Nutrient Dense Foods
Even if you cut your calories, you should still stick with foods that are high in nutrients. Processed foods, deep fried foods, refined carbs and fast foods are high in empty calories, and they offer you little in the way of nutrition. Stick with quality sources of protein, carbs and fats. Lean beef, chicken breasts, turkey loins, cottage cheese, whole grains, fruits, vegetables, fish, nuts, avocados and beans are all healthy options.
Grazing
Eating small, frequent meals, also known as "grazing," can help increase your metabolism, keep your energy levels elevated and prevent you from overeating. Create meals that contain high-fiber complex carbohydrates and protein. A lean beef burger on a whole wheat bun with lettuce and tomato is a meal example. Be sure to eat your first meal as soon as you get up in the morning.
Aerobic Training
Aerobic or cardio exercise is one of the most important aspects of fast weight loss. You should do this type of training four to five days a week for at least 45 minutes. If you want to get the best bang for your buck, do it in an interval format. This is done by alternating high and low intensities throughout your whole workout. Make sure that your low intensity periods are twice as long as your high intensity bouts.

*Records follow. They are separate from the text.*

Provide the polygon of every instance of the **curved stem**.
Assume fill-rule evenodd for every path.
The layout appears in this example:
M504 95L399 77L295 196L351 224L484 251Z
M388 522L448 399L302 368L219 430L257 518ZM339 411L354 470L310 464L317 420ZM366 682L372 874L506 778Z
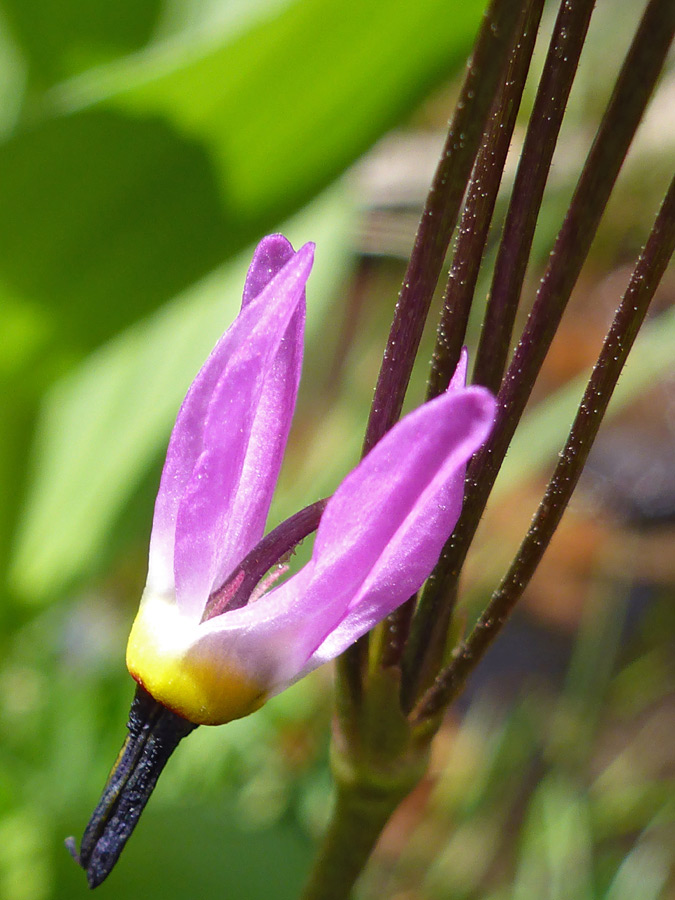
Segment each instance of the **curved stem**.
M402 797L338 787L302 900L346 900Z

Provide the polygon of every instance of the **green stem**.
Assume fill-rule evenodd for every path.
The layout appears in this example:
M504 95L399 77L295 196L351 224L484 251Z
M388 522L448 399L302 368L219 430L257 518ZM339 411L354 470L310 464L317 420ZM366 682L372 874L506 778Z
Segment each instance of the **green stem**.
M328 831L303 900L346 900L405 794L339 786Z

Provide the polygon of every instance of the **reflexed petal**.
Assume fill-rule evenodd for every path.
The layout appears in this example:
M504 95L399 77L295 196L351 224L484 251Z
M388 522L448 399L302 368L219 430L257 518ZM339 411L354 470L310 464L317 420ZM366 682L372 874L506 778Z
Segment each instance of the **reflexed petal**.
M230 660L274 693L407 599L457 521L466 462L488 436L494 409L492 395L474 387L406 416L329 501L308 565L200 626L194 659Z
M282 255L283 248L270 264L268 254L265 264L273 268ZM191 615L201 614L219 575L246 553L232 542L255 542L264 528L295 404L312 259L306 245L257 297L263 279L254 261L245 305L178 414L155 507L148 587L171 590L162 580L173 558L178 602ZM232 509L247 503L245 534L230 531Z
M270 235L258 244L246 277L242 309L264 290L293 256L293 247L281 234ZM223 546L231 548L232 552L221 558L214 587L222 583L264 534L295 411L304 333L303 288L274 361L264 375L239 485L229 507L222 539Z

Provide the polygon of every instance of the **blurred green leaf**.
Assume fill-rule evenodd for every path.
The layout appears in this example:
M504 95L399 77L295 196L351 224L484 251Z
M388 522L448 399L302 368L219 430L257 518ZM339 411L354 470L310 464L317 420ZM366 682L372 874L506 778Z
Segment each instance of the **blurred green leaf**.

Running, cycling, swimming, elliptical training and stair climbing are examples of cardio that you can do.
Muscle Mass
Building muscle cannot only be aesthetically pleasing, but it can also give you an advantage when you want to lose weight quickly. Whenever you gain muscle, your resting metabolic rate increases. This leads to more overall calories being burned while you are not even moving your body. Perform exercises like push-ups, lateral raises, lat pull-downs, triceps dips, barbell curls and squats. Do 10 to 12 reps, three to four sets and work out three times a week on the opposing days of your cardio.
Active Recovery
When you weight train and stand around in between your sets, you are losing valuable time. Take advantage of your rest breaks by doing some form of cardio for 60 seconds. This can increase your caloric expenditure and get you to your goal quicker. Jump rope, jog in place, skip around the gym floor or perform step-ups on aerobic planks.
Liquid Calories
When you are cutting calories, take it to the extreme by cutting liquid calories as well. These can add up just like calories from pizza and batter-dipped shrimp. Avoid soft drinks, fruit drinks, sweetened teas, milk shakes, slushies and alcoholic beverages. Stick with water or flavored water to keep your calories lower and to hydrate your body. Aim for at least 10 cups a day.